The negotiations on the embargo have overlapped with those – especially between Israel and the US – over what form of inquiry should be conducted into the commando raid which halted the flotilla and cost the lives of nine Turks in the fighting aboard the biggest of the boats, the passenger ferry Mavi Marmara. Israel, whose military chief of staff, Gabi Ashekenazi, has appointed Giora Eiland, a reserve general and former head of the national security agency, to head an internal inquiry into the naval operation, has indicated that it will also appoint a former high court judge to head a civilian inquiry. It is not expected that such an inquiry will take testimony from naval special forces personnel who took part in the raid.

While Western governments and Israel have denied any direct linkage between the two issues, diplomats have acknowledged that any expectation that Israel was prepared for a significant relaxation of the Gaza embargo would lessen pressure for a full international inquiry, of the sort proposed by the UN Secretary General, Ban Ki-moon.

The switch from an "allowed" to a "banned" list would be a major policy shift, since the latter would presumably only include goods deemed to put Israel's security at risk. That would reflect a change of purpose at the time of the original imposition of the embargo – reinforced by the Israeli cabinet's declaration of Gaza as a "hostile entity" – which had the much wider goal of crippling its economy.

Documents produced by the Israeli authorities at the time in the face of court challenges to the blockade specifically cited international conventions permitting "economic warfare" under certain circumstances. Mr Netanyahu, not then in office, could thus plausibly argue that he had no responsibility for the original decision.

When Israel relaxed the embargo last week to allow in a range of additional foods – from the previously banned coriander, jam, packaged hummus and biscuits – Gisha, the Israeli human rights organisation, pointed out that Israel was still not letting in raw materials like margarine and glucose that could be used for processed food manufacture in Gaza itself.

The same is true of a much wider range of raw materials – such as textile fabrics that up to 2007 were imported in large quantities by hundreds of small clothing firms.
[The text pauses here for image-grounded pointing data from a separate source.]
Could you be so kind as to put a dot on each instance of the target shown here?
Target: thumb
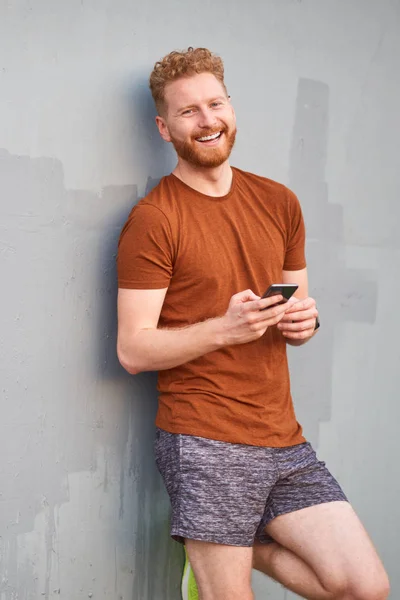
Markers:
(246, 296)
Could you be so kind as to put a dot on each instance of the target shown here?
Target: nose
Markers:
(207, 118)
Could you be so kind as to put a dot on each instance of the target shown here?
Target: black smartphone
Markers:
(280, 289)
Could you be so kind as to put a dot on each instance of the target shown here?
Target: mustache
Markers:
(207, 132)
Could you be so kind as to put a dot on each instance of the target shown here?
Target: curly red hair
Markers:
(183, 64)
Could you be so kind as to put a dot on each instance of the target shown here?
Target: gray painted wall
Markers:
(316, 89)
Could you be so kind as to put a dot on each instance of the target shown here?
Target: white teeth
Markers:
(209, 137)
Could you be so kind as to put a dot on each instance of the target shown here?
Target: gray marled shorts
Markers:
(227, 493)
It is well nigh impossible to justify a ban on importing rolls of cloth on security grounds.

The switch from a "permitted" to a "banned" list is reportedly envisaged by Mr Blair as the first of three principles for a relaxation of the embargo. The second is that international aid agencies, in consultation with Israel, would have oversight for "dual use" goods which Israel fears could be seized by Hamas for military purposes. The model is the severely limited increase of building materials for sewage, hospital and housing projects in Gaza in the past few weeks, in which the UN has successfully acted as guarantor that the imports will not so be used, and which it wants expanded.

While some Europeans have been suggesting that the naval blockade could be lifted to allow ships to go to Gaza after international and/or Israeli inspection, Israel has so far been resistant to any transfer to Gaza other than by land.

The third is the reopening of land crossings – most notably the big cargo terminal at Karni – in which EU officials, and possibly in the longer term, units of President Mahmoud Abbas's presidential guard would assume responsibility for monitoring goods entering Gaza.